I, personally, would never give a "writer" who had abandoned a story MY story.  Never. 

Why would anyone bother to finish a book if they have to work through it?  Shouldn't the story flow perfectly from Once Upon a Time to The End?  

All writers start with a dream:  a captured moment of pure inspiration. (Zap! Writing)   

Here's where writers separate from dreamers in the pack:  the personal, internalized "moment" of inspiration has to be expressed externally as a story.  The writer chooses how to express the story she wants to tell.  Will it be a poem?  A book?  A song?  A play? 

A dreamer can fake it through step one and start expressing an internal moment as a story, but the thrill for the dreamer is reliving the moment of inspiration; not the creation of the external story.  The dreamer wants to keep the inspiration for herself.  The dreamer will never write out the dream to its conclusion.  Concluding the moment of inspiration would kill the dream.

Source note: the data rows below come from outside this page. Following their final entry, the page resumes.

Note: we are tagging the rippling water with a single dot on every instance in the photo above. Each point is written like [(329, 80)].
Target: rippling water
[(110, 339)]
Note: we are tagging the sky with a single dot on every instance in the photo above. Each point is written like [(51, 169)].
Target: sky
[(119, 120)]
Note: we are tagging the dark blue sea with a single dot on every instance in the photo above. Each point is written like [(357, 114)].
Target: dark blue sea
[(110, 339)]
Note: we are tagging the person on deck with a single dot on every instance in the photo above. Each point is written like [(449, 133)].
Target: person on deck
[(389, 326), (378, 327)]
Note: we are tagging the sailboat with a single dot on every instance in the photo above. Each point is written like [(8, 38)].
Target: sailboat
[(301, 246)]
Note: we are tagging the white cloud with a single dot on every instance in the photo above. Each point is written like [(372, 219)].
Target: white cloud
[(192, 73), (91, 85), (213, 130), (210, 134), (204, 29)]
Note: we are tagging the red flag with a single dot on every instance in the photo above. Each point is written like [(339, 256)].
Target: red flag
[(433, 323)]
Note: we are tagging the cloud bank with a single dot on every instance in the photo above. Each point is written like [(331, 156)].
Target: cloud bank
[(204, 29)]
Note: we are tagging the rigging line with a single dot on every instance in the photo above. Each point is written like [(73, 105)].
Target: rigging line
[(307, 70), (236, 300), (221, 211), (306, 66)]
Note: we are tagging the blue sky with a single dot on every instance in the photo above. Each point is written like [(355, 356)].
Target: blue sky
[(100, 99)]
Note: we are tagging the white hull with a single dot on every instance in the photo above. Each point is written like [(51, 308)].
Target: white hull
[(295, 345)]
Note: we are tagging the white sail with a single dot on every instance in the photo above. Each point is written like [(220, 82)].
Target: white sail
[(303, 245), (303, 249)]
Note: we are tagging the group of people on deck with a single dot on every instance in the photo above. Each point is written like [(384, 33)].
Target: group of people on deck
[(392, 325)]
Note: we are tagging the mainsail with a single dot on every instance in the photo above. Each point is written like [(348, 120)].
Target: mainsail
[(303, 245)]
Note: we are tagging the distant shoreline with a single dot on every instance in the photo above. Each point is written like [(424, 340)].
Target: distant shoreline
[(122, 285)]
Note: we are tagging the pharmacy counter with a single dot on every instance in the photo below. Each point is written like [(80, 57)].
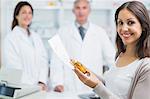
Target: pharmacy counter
[(51, 95)]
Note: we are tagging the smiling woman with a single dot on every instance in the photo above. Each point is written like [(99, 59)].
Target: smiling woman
[(24, 49), (130, 78)]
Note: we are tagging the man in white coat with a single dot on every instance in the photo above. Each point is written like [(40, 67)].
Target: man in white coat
[(91, 50)]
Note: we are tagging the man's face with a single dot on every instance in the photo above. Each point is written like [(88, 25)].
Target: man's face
[(81, 11)]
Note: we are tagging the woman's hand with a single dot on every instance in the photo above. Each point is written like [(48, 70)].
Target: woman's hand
[(59, 88), (43, 87), (90, 80)]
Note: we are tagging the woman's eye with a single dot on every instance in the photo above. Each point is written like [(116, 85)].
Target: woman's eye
[(131, 22), (120, 23)]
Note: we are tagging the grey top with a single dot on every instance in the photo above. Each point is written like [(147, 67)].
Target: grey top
[(139, 88)]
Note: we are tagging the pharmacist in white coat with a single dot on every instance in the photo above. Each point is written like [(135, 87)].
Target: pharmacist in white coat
[(93, 50), (24, 49)]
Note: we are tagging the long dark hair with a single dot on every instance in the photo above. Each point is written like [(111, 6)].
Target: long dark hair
[(143, 44), (17, 10)]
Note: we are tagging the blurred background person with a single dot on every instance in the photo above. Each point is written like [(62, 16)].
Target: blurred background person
[(24, 49), (85, 42)]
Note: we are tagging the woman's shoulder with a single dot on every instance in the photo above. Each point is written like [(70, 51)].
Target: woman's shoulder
[(146, 60), (145, 66)]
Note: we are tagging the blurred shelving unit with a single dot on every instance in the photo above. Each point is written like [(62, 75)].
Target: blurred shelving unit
[(49, 15)]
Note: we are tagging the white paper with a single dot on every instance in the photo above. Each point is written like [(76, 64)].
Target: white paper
[(58, 47)]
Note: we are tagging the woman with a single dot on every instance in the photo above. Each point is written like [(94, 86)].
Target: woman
[(130, 78), (24, 49)]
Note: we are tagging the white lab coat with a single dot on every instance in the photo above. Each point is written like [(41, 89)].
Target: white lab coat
[(92, 52), (27, 54)]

The dreamer gives up the writing and clings to the dream.  It's MY Moment.  I'm not risking it. I'm tossing the story.  It will never equal my dream.

Now comes the moment of truth.  The writer faces the biggest question of all:  can I tell this story?  Do I have what it takes to push the dream I experienced out of my mind and into the world?  Can I let it go?     

The writer plunges on; putting words on paper until the link between inspiration and external expression of the dream are woven together into a story.  Writers pour dream after dream into each scene of the story to draw the reader into a shared flash of inspiration.

A friend of mine, a talented painter, finishes a painting, shows it and sells it. She's kept a few paintings over the years, but for the most part, if a painting doesn't sell and she needs the space in her studio to work, she re-uses the canvas.  She paints over canvases she didn't sell and isn't planning to show in the future.    

In E-publishing, writers can rewrite over their canvases.  I've received a ton of notices from Amazon that writers have updated their Kindle books with significant edits.  I love that writers are re-painting stories that they want to sell or show.  

Middles are the toughest to write.  There's no doubt about that, but to bring the story out, you have to write out the whole dream.  Don't be afraid you'll sell the dream short.  You dreamed it perfectly and flawlessly.  The dream will always be yours.  Savor your dreams.  Inspire yourself to make your story better as you push through the middle.  Give the middle a chance to bungee back and forth from the moment of inspiration to the conclusion.  Complete the dream.  Move on to repaint the next dream. Push your dreams onto paper.